At the top of the list is your social security card. This tiny blue piece of paper is the most useful string of numbers for identity thieves. Your social security card in the wrong hands can impact your finances for years to come. Scammers can apply for a credit card, file tax returns–even get a job using your social security number.

Also, if you have ever had the misfortune of losing or accidentally putting your social security card through the laundry, you’ll know replacing it is no easy process. Some states allow you to replace your card online, though Minnesota is not currently one of them.

Your Birth Certificate

People don’t often make a habit of carrying this document with them. Often what happens is they need it for a special reason, then forget they have it in their wallet. Just like your social security number, this contains vital info about you that scammers can use to steal your identity.

Your Passport

A Passport is a handy document that has a ton of uses, but again, it has a wealth of information about you that causes identity thieves to instantly start drooling. If you are traveling abroad, don’t carry your passport with you everywhere. If you don’t need it, opt to leave your passport in your hotel safe (pro tip: ask if the hotel is insured, and for how much).

Your Checkbook

You don’t see people writing checks regularly these days, but they still come in handy from time to time. Anyone with a checking account likely has a checkbook, even if they don’t use it. Checkbooks used to be a good alternative to cash and a helpful backup in emergency situations, but as technology has evolved, there are plenty of options that don’t require you to carry a list of papers that list your bank’s routing number and your account number.

If your purse or wallet is stolen or lost, pausing your checks is the first step, but you’ll likely need to close your entire checking account. This means disruptions to any of your accounts, automatic payments, subscriptions services, and more.

Spare Credit Cards

Keeping good credit might mean saving credit accounts that you don’t use as often, but you should not store these cards or their information in your wallet or purse. Especially if you don’t use them that often, you might not notice they’ve gone missing until someone has racked up a lot of debt in your name.

A List of Passwords

This one is a no-brainer. Instead of writing down a list of your passwords, use a secure password saving program like Dashlane, Keeper, or LastPass. You’ll only need to remember one password going forward, and best of all, many programs are completely free.

Spare Keys

Spare keys are dangerous to carry in your purse or wallet because there is more than likely something else in your wallet that lists your home address. A spare key in your wallet–whether it’s to your house, a storage shed, or a friend or family member’s house–is an invitation to a burglar.
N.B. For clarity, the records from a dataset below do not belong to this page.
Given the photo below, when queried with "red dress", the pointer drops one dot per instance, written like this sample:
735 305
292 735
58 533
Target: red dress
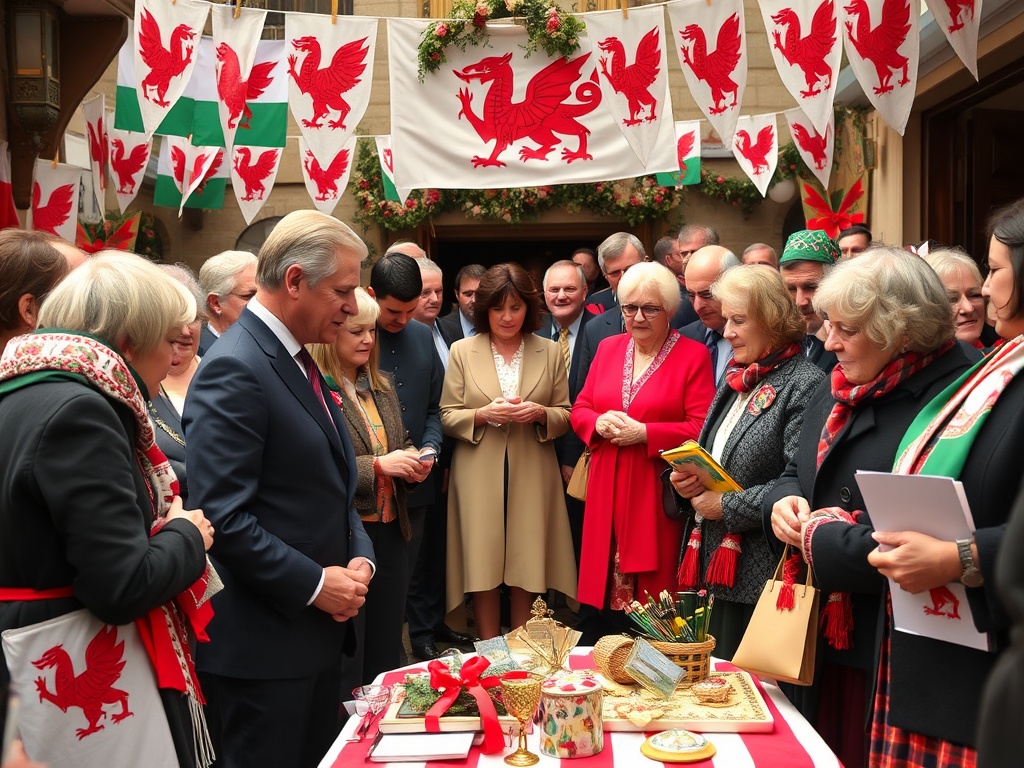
624 496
Leave these at home or in a safe, hidden place unless you are using them.

So, Where Should You Store These Items?

A safe is a good option. Pick a secure, somewhat hidden location in your home that is safe from natural issues like flooding or mold, out of the reach of children, and not easily located should your home be burglarized.

When choosing the items you include in your purse or wallet, think about what would happen should you lose your purse or wallet. Ideally, it would be an inconvenience that might require a call to your bank, a fraud alert on your credit, a trip to the DMV, and a police report.